Last time you were here, Google, Palo Alto Network. Lilly through the roof. You also gave us this Huntington Ingalls (HII). And you still, you said you still like it? It’s well above the 50-day, it’s broken out. But you think people can still buy it here?
I do, so Huntington Ingalls, or HII, is a great way to play defense and national security.
So, HII and General Dynamics really have a duopoly in Navy shipbuilding. They are building both nuclear and non-nuclear ships, submarines, all 31 aircraft carriers. And they have been doing this for the Navy since 1933. So, they’re improving operations, they’re expanding margins.

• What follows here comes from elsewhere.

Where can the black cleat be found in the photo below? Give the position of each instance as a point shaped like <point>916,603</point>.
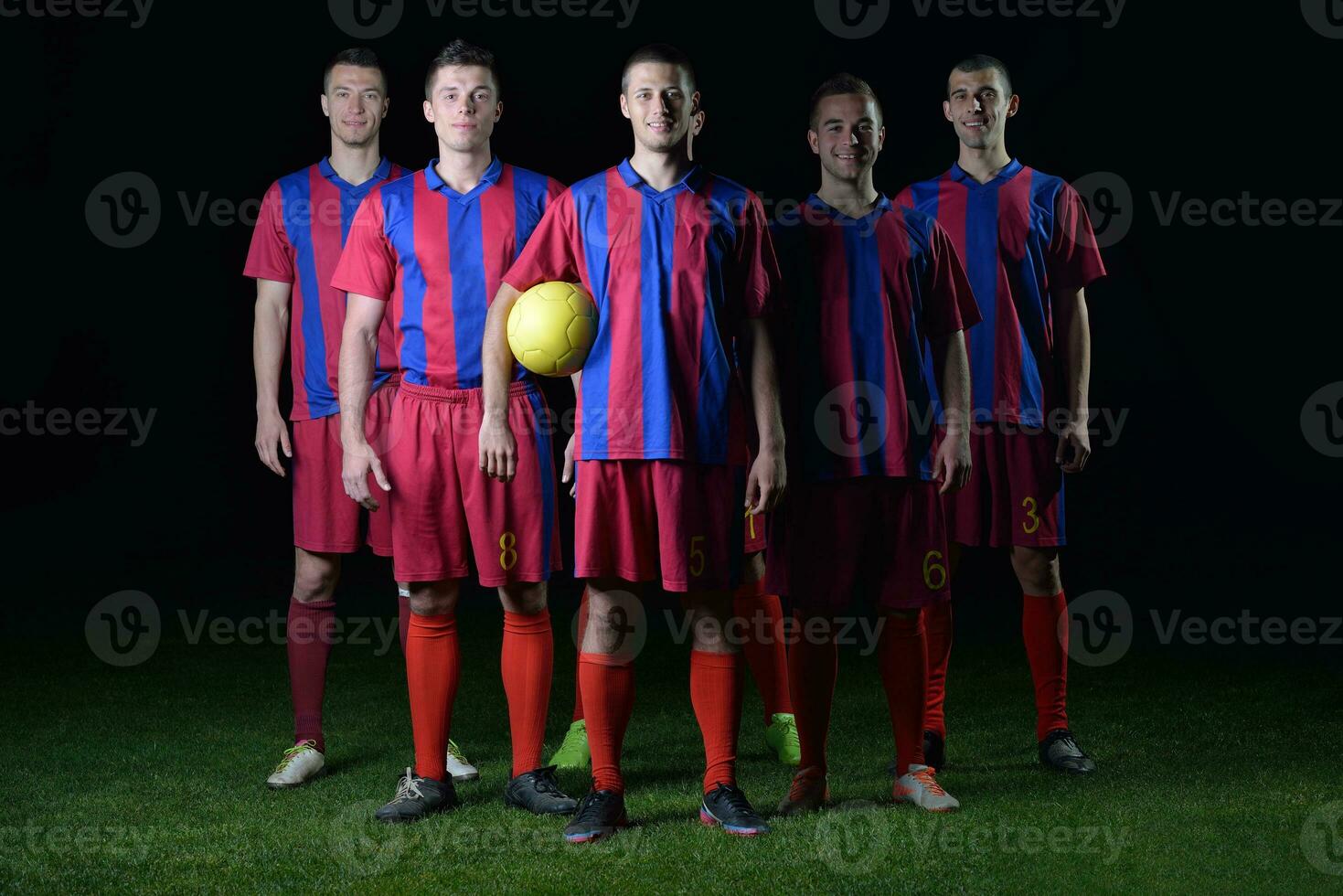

And I think that this tailwind continues, given they’ve got $56 billion in revenue backlog, and you have strong government spending behind them.
So, while I think when we talked in September, it’s outperformed the broader market 6 to 1, there’s still upside from here.
VTR is another name you like. We’ve got 30 seconds. But I want to hear the story on this because it’s already made a parabolic move.
Yeah. So, Ventas is healthcare REIT, senior living, healthcare-related properties.
They acquire, own, and then operate them. So, if you look at their net operating income, 71% of that is senior living. And we expect net operating income growth to be in the double digits over the next several years. So, if you look at just, Charles, at the demographics of our country that need senior living, and it’s expected that baby boomers will spend four times more than the national average per capita on healthcare.
So, this is a company that’s still trading from a PE standpoint below 20, has a dividend yield of 2.5%. So, still relative to its peers, there’s upside here. You’ve been hot, Elizabeth. Thanks a lot. We needed you today. Appreciate you. Thank you, Charles. Alright, see you soon.